Is it possible to feed the world’s current population of 8 billion people without synthetic nitrogen fixation? Although it’s more common to frame the organic/conventional agriculture debate as being about chemical fertilizers in general, the main controversy is about nitrogen. Nitrogen is different from the other mineral element used as fertilizers, which are derived from rock formations. All nitrogen on earth comes, originally, from the atmosphere, which is 78 percent nitrogen. Atmospheric nitrogen is chemically inert—held together with a powerful triple bond, one of the strongest chemical bonds in nature. In order for plants to use nitrogen to build amino acids and proteins, it first needs to be fixed into a plant-available form—ammonium or nitrate. And plants can’t fix their own nitrogen.

 

That’s where the bacteria come in. Several different species of bacteria have the ability to fix atmospheric nitrogen into ammonium. Some of them live freely in the soil, but the most productive ones can only live in a symbiotic relationship with certain plants, mostly in the legume family (Fabaceae). This fixed nitrogen is recycled from one organism to another in a very complicated cycle and eventually ends back up in the atmosphere through denitrification—another bacterial process. Nitrogen is always closely linked with organic matter, and good farmers all over the world knew that soils rich in organic matter would grow healthy plants.

 

There was no talk about a nitrogen shortage until agronomists in the late nineteenth century started encouraging farmers to use chemical fertilizers instead of manure.
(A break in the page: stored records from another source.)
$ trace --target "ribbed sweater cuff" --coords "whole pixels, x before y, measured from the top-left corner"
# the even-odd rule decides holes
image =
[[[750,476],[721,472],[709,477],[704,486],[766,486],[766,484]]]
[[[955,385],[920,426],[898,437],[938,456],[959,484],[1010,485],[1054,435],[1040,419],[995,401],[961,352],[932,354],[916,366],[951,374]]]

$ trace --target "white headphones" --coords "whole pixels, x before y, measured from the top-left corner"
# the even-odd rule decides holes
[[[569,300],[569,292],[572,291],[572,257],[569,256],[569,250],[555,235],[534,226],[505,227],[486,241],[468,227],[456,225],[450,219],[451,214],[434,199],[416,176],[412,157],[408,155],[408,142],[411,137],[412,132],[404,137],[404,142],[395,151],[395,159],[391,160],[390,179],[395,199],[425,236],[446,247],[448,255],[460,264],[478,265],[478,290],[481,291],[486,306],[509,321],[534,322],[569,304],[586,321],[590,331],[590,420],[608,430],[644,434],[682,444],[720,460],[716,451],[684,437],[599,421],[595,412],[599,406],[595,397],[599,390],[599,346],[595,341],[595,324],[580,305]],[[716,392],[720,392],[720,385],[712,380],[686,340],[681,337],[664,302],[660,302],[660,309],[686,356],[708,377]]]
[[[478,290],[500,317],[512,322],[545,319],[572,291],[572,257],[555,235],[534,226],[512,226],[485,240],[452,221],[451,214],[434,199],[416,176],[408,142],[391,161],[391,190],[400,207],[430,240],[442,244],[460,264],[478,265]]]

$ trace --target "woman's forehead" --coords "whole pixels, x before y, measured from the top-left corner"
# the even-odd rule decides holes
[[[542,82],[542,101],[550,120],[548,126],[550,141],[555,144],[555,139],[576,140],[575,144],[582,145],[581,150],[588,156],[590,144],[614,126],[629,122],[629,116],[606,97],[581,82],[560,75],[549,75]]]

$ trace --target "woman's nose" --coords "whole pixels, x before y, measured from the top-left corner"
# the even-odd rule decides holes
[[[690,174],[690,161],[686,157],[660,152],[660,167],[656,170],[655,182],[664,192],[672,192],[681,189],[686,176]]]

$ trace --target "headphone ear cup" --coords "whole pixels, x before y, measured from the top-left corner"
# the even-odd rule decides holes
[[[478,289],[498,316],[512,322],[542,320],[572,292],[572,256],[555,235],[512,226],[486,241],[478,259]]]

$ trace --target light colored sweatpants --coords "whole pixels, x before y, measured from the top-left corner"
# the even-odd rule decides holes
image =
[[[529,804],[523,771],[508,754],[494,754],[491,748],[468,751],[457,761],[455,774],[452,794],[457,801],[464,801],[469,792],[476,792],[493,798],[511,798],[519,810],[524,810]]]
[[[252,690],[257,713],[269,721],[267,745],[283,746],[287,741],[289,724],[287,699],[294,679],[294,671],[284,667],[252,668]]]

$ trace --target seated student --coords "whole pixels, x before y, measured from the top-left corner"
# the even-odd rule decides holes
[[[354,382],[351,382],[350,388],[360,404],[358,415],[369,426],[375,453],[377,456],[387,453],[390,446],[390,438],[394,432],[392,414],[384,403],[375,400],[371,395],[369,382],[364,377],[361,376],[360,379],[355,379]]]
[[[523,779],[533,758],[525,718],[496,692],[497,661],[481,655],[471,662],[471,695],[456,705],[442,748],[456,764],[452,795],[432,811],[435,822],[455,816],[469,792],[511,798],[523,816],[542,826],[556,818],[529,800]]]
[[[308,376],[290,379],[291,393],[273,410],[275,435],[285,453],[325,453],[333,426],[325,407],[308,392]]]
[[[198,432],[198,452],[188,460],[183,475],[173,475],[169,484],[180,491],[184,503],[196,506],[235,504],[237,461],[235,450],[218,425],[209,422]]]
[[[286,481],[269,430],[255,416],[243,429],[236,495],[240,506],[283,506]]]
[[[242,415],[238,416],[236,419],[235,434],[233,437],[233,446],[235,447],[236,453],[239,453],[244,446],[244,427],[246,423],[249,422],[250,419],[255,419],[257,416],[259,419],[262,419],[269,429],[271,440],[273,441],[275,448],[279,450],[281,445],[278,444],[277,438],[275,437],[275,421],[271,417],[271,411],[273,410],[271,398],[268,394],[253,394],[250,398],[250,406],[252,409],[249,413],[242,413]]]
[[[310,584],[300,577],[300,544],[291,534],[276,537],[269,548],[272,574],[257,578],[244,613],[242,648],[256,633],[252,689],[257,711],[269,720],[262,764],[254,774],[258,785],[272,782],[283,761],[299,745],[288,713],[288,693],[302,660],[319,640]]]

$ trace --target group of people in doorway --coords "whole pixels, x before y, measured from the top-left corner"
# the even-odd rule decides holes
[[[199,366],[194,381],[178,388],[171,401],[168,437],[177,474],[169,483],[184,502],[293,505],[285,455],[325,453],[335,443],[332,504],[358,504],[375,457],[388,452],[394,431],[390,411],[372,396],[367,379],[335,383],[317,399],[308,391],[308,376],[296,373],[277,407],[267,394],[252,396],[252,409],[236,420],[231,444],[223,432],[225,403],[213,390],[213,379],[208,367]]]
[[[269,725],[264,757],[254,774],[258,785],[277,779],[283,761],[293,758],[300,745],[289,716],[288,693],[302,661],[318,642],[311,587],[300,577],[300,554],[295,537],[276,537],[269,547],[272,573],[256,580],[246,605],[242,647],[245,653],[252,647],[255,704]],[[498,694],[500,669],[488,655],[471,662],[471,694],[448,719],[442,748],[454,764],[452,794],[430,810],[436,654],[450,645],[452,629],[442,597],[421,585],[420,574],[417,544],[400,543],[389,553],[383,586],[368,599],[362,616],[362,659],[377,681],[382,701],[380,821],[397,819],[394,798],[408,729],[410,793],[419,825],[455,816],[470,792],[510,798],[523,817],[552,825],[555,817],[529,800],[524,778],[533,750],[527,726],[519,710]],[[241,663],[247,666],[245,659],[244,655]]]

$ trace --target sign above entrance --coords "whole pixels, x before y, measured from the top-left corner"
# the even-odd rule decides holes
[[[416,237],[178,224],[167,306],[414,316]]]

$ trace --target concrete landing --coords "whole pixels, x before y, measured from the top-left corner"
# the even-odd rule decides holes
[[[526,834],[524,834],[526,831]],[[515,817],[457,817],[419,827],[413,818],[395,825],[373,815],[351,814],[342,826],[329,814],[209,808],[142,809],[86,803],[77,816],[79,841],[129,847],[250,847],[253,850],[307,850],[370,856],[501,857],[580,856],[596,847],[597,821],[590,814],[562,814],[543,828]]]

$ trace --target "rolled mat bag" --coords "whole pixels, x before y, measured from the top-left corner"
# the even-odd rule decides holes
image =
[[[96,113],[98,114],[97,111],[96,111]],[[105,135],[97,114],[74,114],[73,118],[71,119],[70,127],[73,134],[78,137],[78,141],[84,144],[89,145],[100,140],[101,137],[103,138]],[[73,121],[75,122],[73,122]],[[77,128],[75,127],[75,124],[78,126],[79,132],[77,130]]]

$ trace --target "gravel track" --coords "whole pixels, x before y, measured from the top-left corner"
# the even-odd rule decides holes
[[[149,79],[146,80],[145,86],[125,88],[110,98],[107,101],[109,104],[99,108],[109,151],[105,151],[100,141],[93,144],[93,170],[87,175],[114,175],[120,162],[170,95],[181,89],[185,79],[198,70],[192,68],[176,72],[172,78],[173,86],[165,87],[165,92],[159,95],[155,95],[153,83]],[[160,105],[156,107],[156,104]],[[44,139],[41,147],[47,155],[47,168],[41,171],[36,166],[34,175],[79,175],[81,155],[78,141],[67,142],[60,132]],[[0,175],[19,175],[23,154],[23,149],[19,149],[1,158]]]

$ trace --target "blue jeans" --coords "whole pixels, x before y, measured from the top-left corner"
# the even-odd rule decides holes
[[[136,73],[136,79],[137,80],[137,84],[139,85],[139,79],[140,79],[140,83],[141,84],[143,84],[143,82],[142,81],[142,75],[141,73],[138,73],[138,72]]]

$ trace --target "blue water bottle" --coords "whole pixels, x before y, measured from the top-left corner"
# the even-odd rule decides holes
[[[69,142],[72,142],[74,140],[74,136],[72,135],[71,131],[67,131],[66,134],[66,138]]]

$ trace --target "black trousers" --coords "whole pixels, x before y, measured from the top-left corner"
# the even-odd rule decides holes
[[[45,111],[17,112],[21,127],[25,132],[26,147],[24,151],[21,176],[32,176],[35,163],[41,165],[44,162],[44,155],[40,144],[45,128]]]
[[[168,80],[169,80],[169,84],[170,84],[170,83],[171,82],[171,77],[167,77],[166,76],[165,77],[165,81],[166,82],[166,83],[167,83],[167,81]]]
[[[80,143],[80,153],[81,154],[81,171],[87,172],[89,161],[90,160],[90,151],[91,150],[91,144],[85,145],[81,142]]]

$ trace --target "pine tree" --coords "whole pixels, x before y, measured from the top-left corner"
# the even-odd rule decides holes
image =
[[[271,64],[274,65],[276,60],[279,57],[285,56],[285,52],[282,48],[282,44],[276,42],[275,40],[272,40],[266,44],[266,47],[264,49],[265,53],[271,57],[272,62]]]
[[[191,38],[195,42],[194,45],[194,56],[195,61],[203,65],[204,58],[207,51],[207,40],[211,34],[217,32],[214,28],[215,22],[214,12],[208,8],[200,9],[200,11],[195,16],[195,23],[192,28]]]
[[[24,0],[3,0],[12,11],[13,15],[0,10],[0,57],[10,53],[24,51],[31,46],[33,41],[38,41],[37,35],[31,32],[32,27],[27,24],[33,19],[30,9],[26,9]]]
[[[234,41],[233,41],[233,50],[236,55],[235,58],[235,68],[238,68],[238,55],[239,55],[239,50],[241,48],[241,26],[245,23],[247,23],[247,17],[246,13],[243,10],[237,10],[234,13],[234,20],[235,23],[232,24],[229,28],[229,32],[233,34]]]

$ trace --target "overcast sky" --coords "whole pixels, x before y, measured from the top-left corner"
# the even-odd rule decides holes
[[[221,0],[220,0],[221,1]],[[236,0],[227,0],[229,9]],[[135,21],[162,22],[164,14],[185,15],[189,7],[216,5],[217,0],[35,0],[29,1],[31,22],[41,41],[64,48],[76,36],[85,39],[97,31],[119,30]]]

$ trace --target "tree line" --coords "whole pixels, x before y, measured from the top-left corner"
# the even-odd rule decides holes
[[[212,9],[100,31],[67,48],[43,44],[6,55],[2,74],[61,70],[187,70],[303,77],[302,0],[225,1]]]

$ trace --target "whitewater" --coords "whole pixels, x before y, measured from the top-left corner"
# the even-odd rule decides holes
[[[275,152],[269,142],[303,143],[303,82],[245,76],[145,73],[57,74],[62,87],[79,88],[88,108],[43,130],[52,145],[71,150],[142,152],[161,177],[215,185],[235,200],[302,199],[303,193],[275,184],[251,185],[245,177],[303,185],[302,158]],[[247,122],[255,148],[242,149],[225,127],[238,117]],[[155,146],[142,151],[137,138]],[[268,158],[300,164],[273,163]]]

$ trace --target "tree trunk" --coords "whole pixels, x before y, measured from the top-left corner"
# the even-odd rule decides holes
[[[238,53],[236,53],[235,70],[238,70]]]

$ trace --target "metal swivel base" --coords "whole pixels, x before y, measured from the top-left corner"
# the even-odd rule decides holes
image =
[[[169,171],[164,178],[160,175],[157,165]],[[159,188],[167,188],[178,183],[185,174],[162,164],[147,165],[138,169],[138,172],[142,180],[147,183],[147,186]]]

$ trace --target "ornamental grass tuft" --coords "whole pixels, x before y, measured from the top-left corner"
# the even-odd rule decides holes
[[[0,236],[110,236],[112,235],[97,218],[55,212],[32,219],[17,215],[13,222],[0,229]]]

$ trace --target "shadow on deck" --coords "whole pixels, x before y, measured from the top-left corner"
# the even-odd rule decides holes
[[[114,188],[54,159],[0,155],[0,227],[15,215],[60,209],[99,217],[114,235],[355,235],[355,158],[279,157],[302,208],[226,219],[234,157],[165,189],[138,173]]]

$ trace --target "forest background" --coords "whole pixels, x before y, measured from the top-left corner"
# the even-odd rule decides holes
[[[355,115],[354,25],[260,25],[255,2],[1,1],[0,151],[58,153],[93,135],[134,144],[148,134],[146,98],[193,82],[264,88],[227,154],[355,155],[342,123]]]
Since nitrogen is biological in origin and is usually associated with organic matter, it was hard to find an inorganic source of fixed nitrogen. Finally, they found one—deposits of sodium nitrate in the Atacama Desert of Chile. These nitrates were fixed by free-living bacteria, and the only reason they piled up instead of being denitrified was because the climate was extremely arid. This natural oddity made it possible to separate nitrogen from organic matter for the first time in history.

 

Of course, the supply of Chilean nitrates was limited—they could never fully replace organic nitrogen sources. Sir William Crookes, the president of the British Association for the Advancement of Science, misunderstood the nature of the problem. Dismissing the biological nitrogen cycle that had supported all of life since the beginning of the world as “absolutely dependent on difficult and capricious natural phenomena,” he predicted mass starvation when the Chilean nitrates were exhausted. “The only “way out of the colossal dilemma” was for scientists to develop a mechanical and chemical way to fix atmospheric nitrogen, circumventing natural processes. “It is through the laboratory that starvation may ultimately be turned into plenty,” he predicted.

 

At face value, this sounds like a heartwarming humanitarian sentiment. But what Crookes only briefly alluded to in his speech was that the impending nitrate shortage wasn’t merely an agricultural problem. He explained that the exhaustion of the Chilean nitrates, in addition to causing “a catastrophe little short of starvation for the wheat-eaters,” might also lead to “the extinction of gunpowder!” The huge surge in demand for nitrates wasn’t just for agriculture; it was also for explosives. And while properly managed biological nitrogen fixation could provide enough nitrates for all the world’s organisms, it could never produce enough for the explosives that characterized modern warfare. Though it sounded a lot better to put the emphasis on growing food, the real push for developing synthetic nitrogen fixation was for weapons.